Let’s get some things straight here: the Jennie Jaynes Activity Complex looks great. It will continue to be a boon for Smith-Cotton athletics and will be standing proudly long after we’re all dead. The good people on the board of Sedalia School District 200 perform an important community service for no pay and insufficient appreciation. And they should be applauded for making the correct decision to allow the public to use the track.
For just $5, interested individuals can purchase a swipe card that will grant them lifetime access to the track. I have no doubt they will sell some of those cards, because $5 is a pretty good price point when it comes to lifetime access to anything, but they might not see the level of public usage they might be expecting for one simple reason: there are kind of a lot of rules for using the track.
“Individuals are not permitted to be on the field or bleachers at the stadium at any time.”
That seems a little harsh. Sure, I understand not wanting people on the field – a whole season of sport is rough enough on any playing surface and we don’t need to add to the deterioration. However, I don’t see why they would need to protect the bleachers from the posteriors of the public. I can’t sit down before I walk to tie my shoes? I can’t sit down for a little while afterwards to rest? Are the alarms going to sound as soon as I set off the pressure plates on the bleachers?
So that leaves the question: exactly where can you be? Well, on the track. And you can use the bathrooms in the locker room. I guess a $5 lifetime card is a whole lot cheaper than buying something over and over again at your friendly neighborhood convenience store when they insist that the facilities are for paying customers exclusively. I think maybe some enterprising less fortunate individuals might get themselves a card so they can occasionally sneak into the locker room and use the showers.

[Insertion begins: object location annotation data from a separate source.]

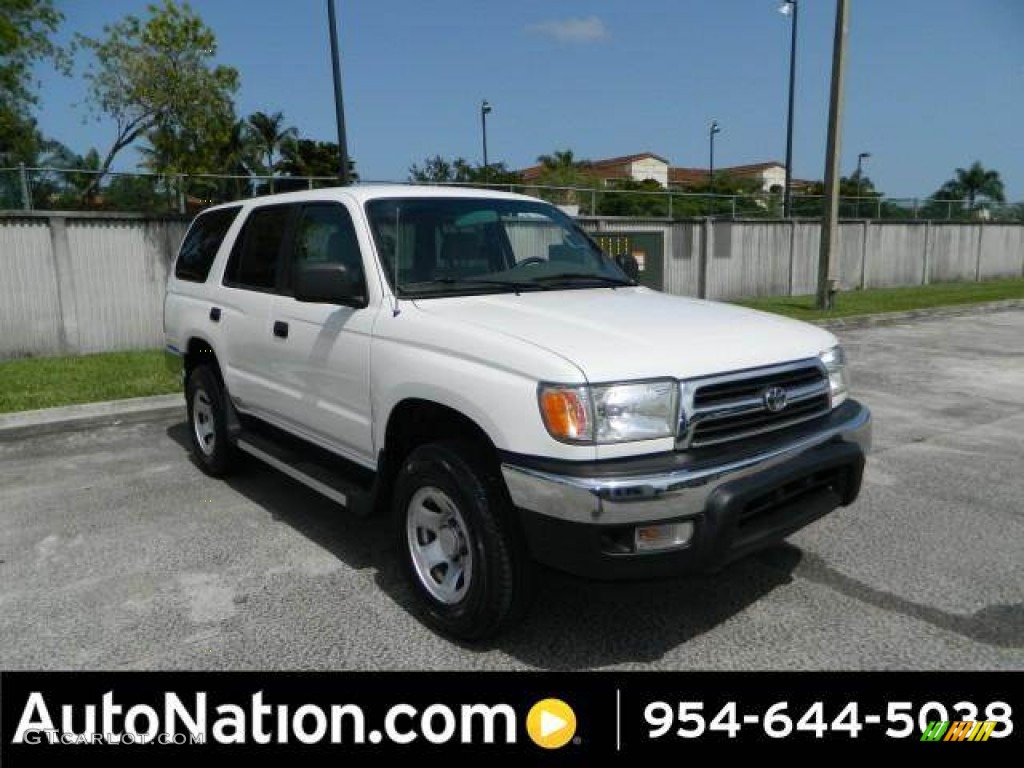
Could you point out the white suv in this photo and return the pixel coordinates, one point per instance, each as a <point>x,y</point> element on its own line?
<point>471,364</point>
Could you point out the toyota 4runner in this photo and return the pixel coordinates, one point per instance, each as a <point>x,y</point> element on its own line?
<point>472,365</point>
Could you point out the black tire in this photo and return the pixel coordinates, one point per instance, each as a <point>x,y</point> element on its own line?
<point>207,406</point>
<point>500,590</point>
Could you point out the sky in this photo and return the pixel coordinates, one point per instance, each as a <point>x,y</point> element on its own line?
<point>932,85</point>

“No food, gum, sunflower seeds, tobacco products, colored sports drinks or beverages other than water will be allowed.”
Modern humans are pretty reckless with their spent gum, especially in an open-air environment so that part makes sense, but it’s just about impossible to enforce unless you’re going to have a gum officer at the gate with a miniature flashlight.
No food? I can’t bring an energy bar or a nutritious piece of fruit? I can only eat food in the facility when there’s actually an event going on? I guess it’s necessary to prevent tragic banana peel accidents.
For a second I thought the next to last part meant that I could loophole in some clear or maybe even white sports drinks, but the last bit shut that door for good.
There are those with such low levels of natural energy that they need to constantly chug energy drinks just to complete a lap around the track and this rule will surely devastate them.
But ultimately I suppose the rules are there to preserve a great athletic complex for years to come, and I can’t fault them for wanting to be a little extra careful with the enviable new home of various Smith-Cotton athletics. Maybe if we treat it right for a few years they might relax some of these restrictions.
Travis McMullen is a longtime Sedalia resident who shares his views on the city through his weekly Democrat column.